The distributed grid of the future
The next question is how the availability of the data will change the handling of DER, IREC's Stanfield said. “It remains to be seen how they will use the data in their distribution planning.”
It will take the utilities “a long time” to have the data and models needed for “perfect” representations of their systems, EPRI’s Smith said. “Operational flexibility is the next big issue.”
CalSEIA’s Heavner agreed. “It is the next big point of contention.

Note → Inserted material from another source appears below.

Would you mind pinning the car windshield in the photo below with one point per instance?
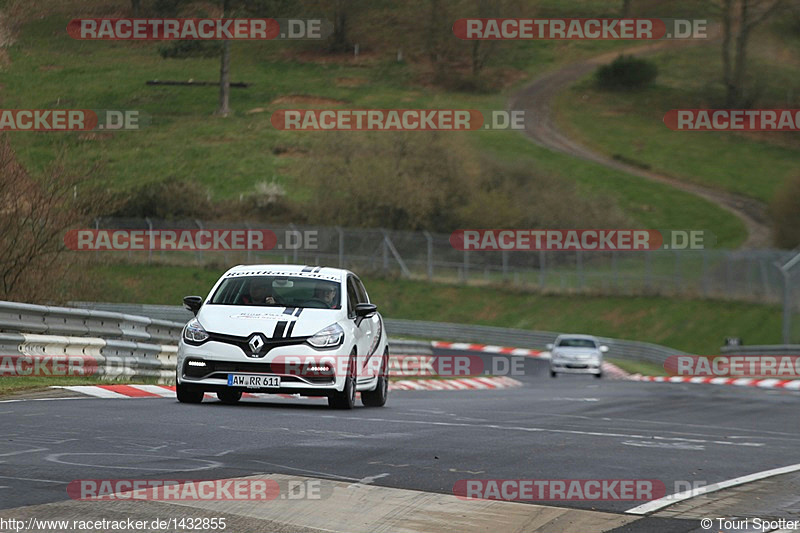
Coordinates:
(278, 291)
(576, 343)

Utilities do not want DER to limit in any way their ability to make operational decisions in emergency situations,” he said. “There is a less conservative but still transparent and efficient standard, but it is not yet clear what it is.”
A standard for operational flexibility that allows more DER but satisfies utilities will require “a more sophisticated system that gives utilities real-time visibility of DER,” he added. “We need smart inverters and other technologies to do that.”
SCE recognizes that smart inverters may “alleviate some DER-driven technical issues that create hosting capacity limitations,” Takayesu agreed. But “more work is needed to integrate smart inverter technology.”
Heavner also sees a debate coming about how to include the outcomes of the DER proceedings into the commission’s complex Rule 21 technical standards.
SDG&E’s Albrecht agreed. “While the parties are generally in agreement on using ICA within Rule 21, there are nuances between their positions on how exactly the ICA results are applied.”
EPRI’s McGranaghan is looking even farther into the future. The right methodology could move the discussion from simply an analysis to understanding how to actually increase a system’s hosting capacity at the lowest cost, he said.
“That will involve the full range of new technologies and be part of the decisions on grid modernization investments,” McGranaghan said.
“Ultimately, the goal is dynamic protections in an intelligent operational system that can deal with two-way power flows,” he added. “But that means new controls, sensors, and new distribution system operations.”